If you are fortunate enough to live in a tropical or subtropical climate, plant some palm trees in the front yard and enjoy the rattle of their fronds in the breeze. Replace a cement walk with a multilevel wood deck that provides “shelves” for big ceramic pots containing exotic plants, such as ginger and anthurium. Edge the deck with hibiscus shrubs, which produce blooms throughout the year for a bright welcome to your home. Set a couple of painted chairs on the top level of the deck, making the front yard become an extra patio. Canvas awning can shelter you from too much sun or an afternoon shower.
Begin the tropical journey to your front door at the gate. Commission a pair of garden-style wood gates for the front of the property to bisect the fence.

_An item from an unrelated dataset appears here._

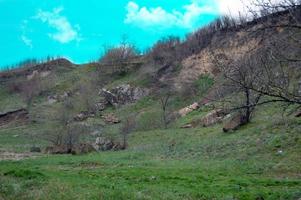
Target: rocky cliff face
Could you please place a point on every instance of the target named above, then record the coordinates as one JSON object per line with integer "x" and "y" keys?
{"x": 124, "y": 94}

Keep everything light and open by using a tropical plant motif – a banana leaf or the distinctive leaves of a landscape plant like ginger – as the fill for the gate frames. Paint the gates a soft, tropical color – sage to blend into the greenery or faded pink or melon to emphasize the palette of a colorful stucco home. Visitors will feel the tropical ambiance as soon as they approach your property. Plant flowering vines along the rest of the fence, but keep the gate clear of plants to show off the botanical design.
Landscaping is about more than plants, and the right accessories can turn your front yard into a Hawaiian retreat or mysterious rainforest sanctuary. Amid pots of ornamental grasses and tropical flowering shrubs, tuck a self-contained bubbling fountain in a fat ceramic pot. A small pump with a bubbler fountain head will fit inside the pot under a spill of smooth stones that nearly fill the pot. Snake the power cord over the edge of the pot, and hide it by plants. There is no need for a water reservoir because the bubbler will create a musical disturbance on the surface of the water in the pot. To the greenery around the fountain, add an Asian-style pedestal with a rustic ceramic lantern that holds a candle or an electric or solar lamp .
Overwhelm the entry to your home with exotic blooms, and come and go through a rainforest garden. Edge a curving walkway from the sidewalk to the front door with black river rocks and a profusion of tropical greenery and flowers. Plant ferns and tree ferns, bright green mosses and sedums, big bromeliads and annuals like Oriental lilies and dahlias. Hide a soaker hose in the river rocks, and hook it up to a timer for daily rainforest misting. Next to the front door, build a deck made from sustainable exotic wood such as ipé. Add a pergola roof of bamboo stalks overhead so you can drape the entrance with lengths of silk-like sari material or mosquito netting to save yourself from encounters with buzzing pests. Epiphytes like orchids can hang from the bamboo poles or hook to vertical support posts. Adding a couple of rattan chairs on the entry deck will provide an evening retreat in which to enjoy the exotic garden.